Watch exhibition HERE
From text by Curator Irena Gordon:
“We step into a landscape which is an interior, a hidden space whose walls have been breached, revealing it in all its familiarity and strangeness. The space is inviting, drawing us in with its tactile sensuality, its formal richness, and the interrelations between the various objects within it. As we go in and get closer to the works, however, we are engulfed by a sense of a disaster that has occurred, time that has stood still, and signs of nature and culture that seem to have frozen in one jolting moment. Tal Shoshan explores the traumatic memory embedded in the material and the image that emerges from within it. Using a sculptural language based on textiles and the arts associated with them, manual and industrial alike, she maps the space and time, and the journeys of the inanimate and living bodies within them.

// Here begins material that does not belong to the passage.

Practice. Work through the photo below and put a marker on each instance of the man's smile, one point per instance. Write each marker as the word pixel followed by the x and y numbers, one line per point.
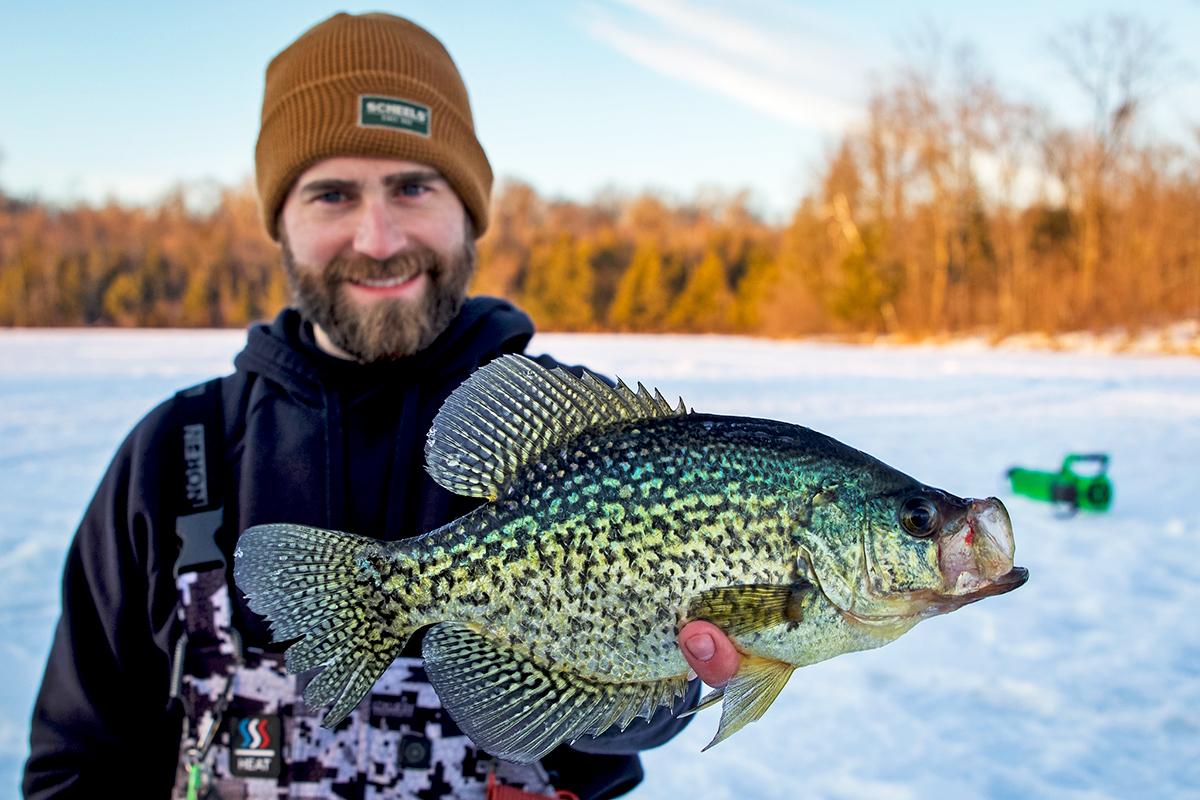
pixel 370 289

Shoshan brings the current journey to the place where everything begins, to her studio, which she stages as the workshop of a doppelgänger seamstress. Shoshan’s studio is an underground bomb shelter with one small window, which must be vacated in times of war. The thick concrete walls make it too cold in the winter and too hot in the summer. The lighting is fluorescent and industrial, and the constant threat of municipal evacuation always hangs in the air. From this space, her works are created as essentially dystopian worlds. The plea “take me out of here”—which echoes in her mind following visits to hospitals with a close family member—expresses the desire to escape the consuming spaces in which we are trapped.”